IBV, a member of the genus Gammacoronavirus in the family Coronaviridae, order Nidovirales, is an enveloped virus with an unsegmented, single-stranded positive sense 27.6 kb RNA genome. The 5′ two-thirds of the IBV genome comprises open reading frame (ORF) 1a/1ab which encodes 15 nonstructural proteins (nsp2 to 16) involved in virus RNA transcription, replication and polyprotein processing. The remaining one-third of the 3′ genome encodes structural proteins, i.e., spike (S), small membrane (E), integral membrane (M), nucleocapsid (N), and four accessory proteins (ORFs 3a, 3b, 5a, 5b). Untranslated regions (UTRs) approximately 500 nucleotides in length at the 5′- and 3′- termini of the IBV RNA genome called 5′UTR and 3′UTR, respectively, are predicted to form stem-loop structures that are important for transcription and replication of viral RNA. The IBV genome is organized as follows: 5′UTR-1a/1ab-S-3a-3b-E-M-5a-5b-N-3′UTR (Cavanagh, 2007; Dalton et al., 2001).

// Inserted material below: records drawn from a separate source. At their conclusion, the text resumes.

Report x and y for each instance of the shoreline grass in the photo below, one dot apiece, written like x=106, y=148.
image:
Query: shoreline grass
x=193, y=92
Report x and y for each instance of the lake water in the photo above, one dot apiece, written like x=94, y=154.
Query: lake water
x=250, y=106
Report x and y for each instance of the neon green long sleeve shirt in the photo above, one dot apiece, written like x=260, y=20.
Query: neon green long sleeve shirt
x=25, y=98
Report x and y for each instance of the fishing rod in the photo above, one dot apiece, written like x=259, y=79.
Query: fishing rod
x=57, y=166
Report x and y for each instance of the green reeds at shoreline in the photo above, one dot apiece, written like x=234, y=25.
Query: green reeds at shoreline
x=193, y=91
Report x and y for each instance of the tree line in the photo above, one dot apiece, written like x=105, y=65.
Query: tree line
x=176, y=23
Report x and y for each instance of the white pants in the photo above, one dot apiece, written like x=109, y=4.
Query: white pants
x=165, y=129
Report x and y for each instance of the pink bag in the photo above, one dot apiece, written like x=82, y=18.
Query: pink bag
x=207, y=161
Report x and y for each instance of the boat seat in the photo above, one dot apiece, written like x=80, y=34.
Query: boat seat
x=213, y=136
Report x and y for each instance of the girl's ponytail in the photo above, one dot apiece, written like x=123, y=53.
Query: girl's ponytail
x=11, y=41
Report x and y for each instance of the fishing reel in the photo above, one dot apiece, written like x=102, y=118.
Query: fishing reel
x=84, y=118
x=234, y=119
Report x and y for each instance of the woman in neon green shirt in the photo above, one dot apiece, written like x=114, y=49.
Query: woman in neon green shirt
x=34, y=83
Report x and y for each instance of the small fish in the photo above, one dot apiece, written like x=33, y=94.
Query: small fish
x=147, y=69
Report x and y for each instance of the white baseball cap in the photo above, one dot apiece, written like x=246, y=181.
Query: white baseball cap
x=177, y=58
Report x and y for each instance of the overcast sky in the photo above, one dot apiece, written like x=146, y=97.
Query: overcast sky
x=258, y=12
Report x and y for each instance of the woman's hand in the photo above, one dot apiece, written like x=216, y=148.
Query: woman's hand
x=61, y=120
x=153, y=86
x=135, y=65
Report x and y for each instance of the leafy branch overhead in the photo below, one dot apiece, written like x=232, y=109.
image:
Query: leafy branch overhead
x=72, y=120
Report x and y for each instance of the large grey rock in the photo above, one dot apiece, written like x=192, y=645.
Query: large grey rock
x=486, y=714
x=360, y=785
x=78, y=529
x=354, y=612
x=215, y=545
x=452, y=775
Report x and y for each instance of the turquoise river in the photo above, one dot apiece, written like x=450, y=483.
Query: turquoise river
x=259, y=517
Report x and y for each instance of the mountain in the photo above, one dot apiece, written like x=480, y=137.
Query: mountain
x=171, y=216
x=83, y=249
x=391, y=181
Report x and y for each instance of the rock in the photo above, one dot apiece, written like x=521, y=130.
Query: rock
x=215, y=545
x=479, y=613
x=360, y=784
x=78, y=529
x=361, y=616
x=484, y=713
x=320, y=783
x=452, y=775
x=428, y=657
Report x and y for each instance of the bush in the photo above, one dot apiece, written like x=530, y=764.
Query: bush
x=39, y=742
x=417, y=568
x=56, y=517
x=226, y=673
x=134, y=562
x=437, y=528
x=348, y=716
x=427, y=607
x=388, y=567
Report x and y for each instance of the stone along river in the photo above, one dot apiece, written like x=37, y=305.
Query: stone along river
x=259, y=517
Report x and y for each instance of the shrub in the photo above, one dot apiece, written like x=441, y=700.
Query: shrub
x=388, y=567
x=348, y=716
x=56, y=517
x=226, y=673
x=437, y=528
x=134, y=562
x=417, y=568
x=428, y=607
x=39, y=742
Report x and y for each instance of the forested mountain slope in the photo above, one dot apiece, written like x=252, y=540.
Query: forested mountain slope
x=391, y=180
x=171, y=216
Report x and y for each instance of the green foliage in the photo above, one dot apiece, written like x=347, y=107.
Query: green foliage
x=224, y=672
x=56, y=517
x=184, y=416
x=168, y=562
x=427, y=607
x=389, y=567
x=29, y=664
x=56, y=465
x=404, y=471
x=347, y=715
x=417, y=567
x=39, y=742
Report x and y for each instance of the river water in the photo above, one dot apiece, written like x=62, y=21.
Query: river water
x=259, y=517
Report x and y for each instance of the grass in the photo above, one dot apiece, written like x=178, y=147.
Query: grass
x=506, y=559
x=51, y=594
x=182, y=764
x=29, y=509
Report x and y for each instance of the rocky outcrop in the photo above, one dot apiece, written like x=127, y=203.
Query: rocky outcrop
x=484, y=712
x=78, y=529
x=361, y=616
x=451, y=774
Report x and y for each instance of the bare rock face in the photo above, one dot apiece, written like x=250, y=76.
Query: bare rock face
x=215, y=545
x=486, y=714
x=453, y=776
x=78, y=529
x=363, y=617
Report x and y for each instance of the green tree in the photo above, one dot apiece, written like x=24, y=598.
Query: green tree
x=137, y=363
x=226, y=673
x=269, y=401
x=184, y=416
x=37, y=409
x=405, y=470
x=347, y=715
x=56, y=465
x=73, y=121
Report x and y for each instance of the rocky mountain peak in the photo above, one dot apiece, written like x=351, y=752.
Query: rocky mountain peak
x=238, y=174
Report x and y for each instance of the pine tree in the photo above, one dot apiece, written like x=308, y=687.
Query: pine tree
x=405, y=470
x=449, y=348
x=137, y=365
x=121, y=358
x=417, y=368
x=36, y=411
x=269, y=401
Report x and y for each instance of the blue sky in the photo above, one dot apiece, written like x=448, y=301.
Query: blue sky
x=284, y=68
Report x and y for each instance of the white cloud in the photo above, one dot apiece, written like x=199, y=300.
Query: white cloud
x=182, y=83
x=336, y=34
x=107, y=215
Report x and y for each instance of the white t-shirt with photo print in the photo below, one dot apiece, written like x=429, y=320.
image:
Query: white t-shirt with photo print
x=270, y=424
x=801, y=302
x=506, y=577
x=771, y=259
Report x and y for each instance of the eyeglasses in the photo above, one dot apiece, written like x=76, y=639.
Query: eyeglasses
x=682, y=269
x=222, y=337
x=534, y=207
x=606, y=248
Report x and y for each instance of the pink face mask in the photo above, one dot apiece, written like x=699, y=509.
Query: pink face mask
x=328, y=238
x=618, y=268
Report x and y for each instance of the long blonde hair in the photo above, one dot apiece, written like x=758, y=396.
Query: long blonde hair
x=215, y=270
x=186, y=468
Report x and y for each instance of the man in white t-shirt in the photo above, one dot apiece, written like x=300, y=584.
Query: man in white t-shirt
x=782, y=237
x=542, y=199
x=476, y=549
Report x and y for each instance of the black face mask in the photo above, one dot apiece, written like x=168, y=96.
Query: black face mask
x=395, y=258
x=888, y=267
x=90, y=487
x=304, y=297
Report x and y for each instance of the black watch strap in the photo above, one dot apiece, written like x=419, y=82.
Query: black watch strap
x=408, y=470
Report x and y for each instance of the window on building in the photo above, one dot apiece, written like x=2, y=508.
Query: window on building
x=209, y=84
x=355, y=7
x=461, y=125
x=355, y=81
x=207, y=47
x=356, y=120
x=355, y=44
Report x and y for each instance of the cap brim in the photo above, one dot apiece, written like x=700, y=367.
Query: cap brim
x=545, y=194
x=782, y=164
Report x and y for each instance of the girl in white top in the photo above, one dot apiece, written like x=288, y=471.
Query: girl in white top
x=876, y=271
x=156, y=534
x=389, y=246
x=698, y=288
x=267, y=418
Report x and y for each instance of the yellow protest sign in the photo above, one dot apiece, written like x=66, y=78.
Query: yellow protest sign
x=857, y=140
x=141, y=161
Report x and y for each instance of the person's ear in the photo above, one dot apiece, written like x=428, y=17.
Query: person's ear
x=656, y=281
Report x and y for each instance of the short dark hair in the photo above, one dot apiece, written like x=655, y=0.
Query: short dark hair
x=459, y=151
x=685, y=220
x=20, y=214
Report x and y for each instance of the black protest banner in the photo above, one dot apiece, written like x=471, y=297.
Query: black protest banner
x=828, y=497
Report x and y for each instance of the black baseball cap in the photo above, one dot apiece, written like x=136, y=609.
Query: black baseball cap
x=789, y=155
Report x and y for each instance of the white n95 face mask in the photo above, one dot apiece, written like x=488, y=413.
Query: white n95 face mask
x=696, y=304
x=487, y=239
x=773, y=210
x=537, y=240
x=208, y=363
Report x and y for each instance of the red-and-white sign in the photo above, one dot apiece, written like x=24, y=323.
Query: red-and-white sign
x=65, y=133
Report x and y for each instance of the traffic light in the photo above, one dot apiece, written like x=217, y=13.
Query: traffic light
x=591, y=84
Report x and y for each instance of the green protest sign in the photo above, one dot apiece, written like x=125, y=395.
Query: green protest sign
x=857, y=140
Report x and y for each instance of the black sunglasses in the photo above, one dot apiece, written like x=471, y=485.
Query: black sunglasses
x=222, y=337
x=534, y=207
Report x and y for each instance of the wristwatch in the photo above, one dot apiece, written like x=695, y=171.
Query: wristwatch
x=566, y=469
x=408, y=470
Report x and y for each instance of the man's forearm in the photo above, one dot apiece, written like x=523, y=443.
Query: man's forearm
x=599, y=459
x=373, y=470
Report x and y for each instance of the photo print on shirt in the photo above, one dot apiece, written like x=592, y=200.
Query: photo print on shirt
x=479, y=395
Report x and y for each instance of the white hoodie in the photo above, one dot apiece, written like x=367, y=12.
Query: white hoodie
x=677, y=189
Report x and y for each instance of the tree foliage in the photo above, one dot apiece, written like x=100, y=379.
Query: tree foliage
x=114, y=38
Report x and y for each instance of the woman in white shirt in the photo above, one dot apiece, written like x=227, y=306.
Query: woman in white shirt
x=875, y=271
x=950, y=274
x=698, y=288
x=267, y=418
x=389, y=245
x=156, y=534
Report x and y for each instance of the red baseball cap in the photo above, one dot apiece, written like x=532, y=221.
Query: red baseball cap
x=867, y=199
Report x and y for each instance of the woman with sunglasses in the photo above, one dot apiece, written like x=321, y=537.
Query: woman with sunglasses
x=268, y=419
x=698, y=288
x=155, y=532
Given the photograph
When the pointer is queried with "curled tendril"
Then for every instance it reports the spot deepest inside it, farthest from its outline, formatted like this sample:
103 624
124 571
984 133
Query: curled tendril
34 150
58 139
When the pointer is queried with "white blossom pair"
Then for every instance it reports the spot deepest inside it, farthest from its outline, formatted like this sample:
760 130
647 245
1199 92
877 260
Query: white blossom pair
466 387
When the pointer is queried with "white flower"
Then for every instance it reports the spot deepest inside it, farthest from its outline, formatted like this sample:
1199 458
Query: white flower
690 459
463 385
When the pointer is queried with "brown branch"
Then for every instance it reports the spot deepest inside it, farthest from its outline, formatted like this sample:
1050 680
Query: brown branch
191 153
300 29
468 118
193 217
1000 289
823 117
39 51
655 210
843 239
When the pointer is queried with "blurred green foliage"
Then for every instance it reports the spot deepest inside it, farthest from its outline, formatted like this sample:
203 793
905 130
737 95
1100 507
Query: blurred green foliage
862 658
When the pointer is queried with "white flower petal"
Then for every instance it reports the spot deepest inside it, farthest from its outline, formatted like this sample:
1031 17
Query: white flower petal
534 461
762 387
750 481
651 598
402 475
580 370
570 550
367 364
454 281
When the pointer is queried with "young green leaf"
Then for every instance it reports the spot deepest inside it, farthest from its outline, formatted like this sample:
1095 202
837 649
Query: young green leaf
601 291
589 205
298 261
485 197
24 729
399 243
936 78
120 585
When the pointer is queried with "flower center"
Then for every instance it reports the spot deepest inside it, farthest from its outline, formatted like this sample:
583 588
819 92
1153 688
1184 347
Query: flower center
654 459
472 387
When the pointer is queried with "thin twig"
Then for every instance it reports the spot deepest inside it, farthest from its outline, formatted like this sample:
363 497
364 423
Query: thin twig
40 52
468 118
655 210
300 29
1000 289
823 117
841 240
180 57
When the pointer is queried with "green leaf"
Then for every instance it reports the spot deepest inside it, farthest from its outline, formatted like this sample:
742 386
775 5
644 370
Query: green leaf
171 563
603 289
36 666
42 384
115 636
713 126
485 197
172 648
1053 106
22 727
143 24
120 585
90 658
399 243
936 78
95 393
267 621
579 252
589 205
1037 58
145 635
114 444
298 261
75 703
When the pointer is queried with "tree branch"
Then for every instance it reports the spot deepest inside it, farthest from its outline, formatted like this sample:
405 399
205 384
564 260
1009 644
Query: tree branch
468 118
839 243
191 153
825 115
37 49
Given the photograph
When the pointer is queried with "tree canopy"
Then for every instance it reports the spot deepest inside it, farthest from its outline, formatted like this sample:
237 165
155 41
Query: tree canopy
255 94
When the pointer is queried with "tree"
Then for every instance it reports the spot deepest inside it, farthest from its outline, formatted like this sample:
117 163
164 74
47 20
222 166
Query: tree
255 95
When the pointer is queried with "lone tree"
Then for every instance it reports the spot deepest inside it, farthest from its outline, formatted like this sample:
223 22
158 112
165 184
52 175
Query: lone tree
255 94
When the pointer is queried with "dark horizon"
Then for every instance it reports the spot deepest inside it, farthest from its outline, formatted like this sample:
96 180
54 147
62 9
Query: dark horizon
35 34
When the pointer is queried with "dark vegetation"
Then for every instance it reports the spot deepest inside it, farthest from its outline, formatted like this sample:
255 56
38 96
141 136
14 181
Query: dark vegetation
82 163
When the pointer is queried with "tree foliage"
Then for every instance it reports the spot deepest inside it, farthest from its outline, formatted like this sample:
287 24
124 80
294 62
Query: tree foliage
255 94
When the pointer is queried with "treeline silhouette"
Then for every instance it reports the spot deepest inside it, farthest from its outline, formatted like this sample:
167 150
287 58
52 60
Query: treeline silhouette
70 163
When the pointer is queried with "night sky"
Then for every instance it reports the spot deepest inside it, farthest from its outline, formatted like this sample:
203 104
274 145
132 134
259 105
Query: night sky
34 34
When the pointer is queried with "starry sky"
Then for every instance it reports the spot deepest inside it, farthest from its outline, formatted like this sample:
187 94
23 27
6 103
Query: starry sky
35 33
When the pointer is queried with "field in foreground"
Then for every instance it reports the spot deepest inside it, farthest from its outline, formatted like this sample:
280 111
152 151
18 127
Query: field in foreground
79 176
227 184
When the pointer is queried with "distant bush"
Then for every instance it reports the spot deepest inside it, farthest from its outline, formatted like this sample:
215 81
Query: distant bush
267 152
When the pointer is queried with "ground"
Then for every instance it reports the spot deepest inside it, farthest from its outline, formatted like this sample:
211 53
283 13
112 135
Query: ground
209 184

The genome of IBV, like that of other RNA viruses, exhibits substantial genetic diversity due primarily to an error-prone RNA-dependent RNA polymerase. The evolution of genetic mutants and selective pressure in vivo leads to the emergence of phenotypic variants differing in cell/tissue tropism, pathogenicity, and immunogenicity. In the IBV genome, the S gene, encoding S glycoprotein that initiates viral infection of host cells, is the most highly divergent, presumably as a consequence of immune selection pressure in vivo (Jackwood et al., 2012; Wickramasinghe et al., 2014). S glycoprotein, a highly glycosylated class I viral fusion protein, is post-translationally cleaved to an amino-terminal S1 subunit and a carboxyl-terminal S2 subunit, which function in receptor binding and virus–cell membrane fusion, respectively (Masters, 2006; Wickramasinghe et al., 2014). Among the various IBV strains, the S1 subunit is the most divergent in amino acid sequence, while the S2 subunit is relatively well-conserved (Wickramasinghe et al., 2014). The S1 subunit represents a receptor binding region and major antigenic epitopes for virus neutralizing (VN) antibody, so mutations in the S1 subunit are one of the major factors that drive the evolution of variant viruses with distinct cell/tissue tropism and serotype specificity (Cavanagh et al., 1988; Kant et al., 1992; Promkuntod et al., 2014; Shan et al., 2018). Based on S1 gene sequences, phylogenetic analysis has identified several genotypes (Jackwood, 2012).

Although vaccination is the most common preventive measure for IBV infection, the emergence of serotypic variants that are not cross-reactive to commercial vaccines (i.e., vaccine breakthrough) makes it difficult to control the spread of IBV (de Wit et al., 2011). It is ideal to develop IBV vaccines that are effective against currently prevalent IBV strains; however, the development of live attenuated IBV vaccine is not only time-consuming but also unpredictable with regard to attenuation and vaccine efficacy. To overcome the limitations associated with current IBV vaccination methods, an innovative approach is highly desirable for IBV vaccine development.

A reverse genetics system (RGS) that rescues infectious virus entirely from cloned full-length viral genome and allows genetic modification of the cloned virus genome, provides a powerful and straightforward tool for basic research and genetic vaccine development (Racaniello and Baltimore, 1981; Rice et al., 1989). An RGS for coronavirus, however, is challenging due to instability of its large viral genome in Escherichia coli (E. coli), with previous studies using in vitro ligation of viral cDNA fragments and recombination in a vaccinia vector to construct a full-length viral genome (Casais et al., 2001; Thiel et al., 2001; Yount et al., 2000). Bacterial artificial chromosomes (BACs) are well-established for stably maintaining large cloned DNAs as a single copy in E. coli, and a BAC-based RGS has been used for the genomic manipulation of herpesvirus, which has a genome larger than 120 kb (Messerle et al., 1997; Shizuya et al., 1992), and various coronavirus species (Almazán et al., 2006; Almazán et al., 2013, 2000; Balint et al., 2012; Lv et al., 2020).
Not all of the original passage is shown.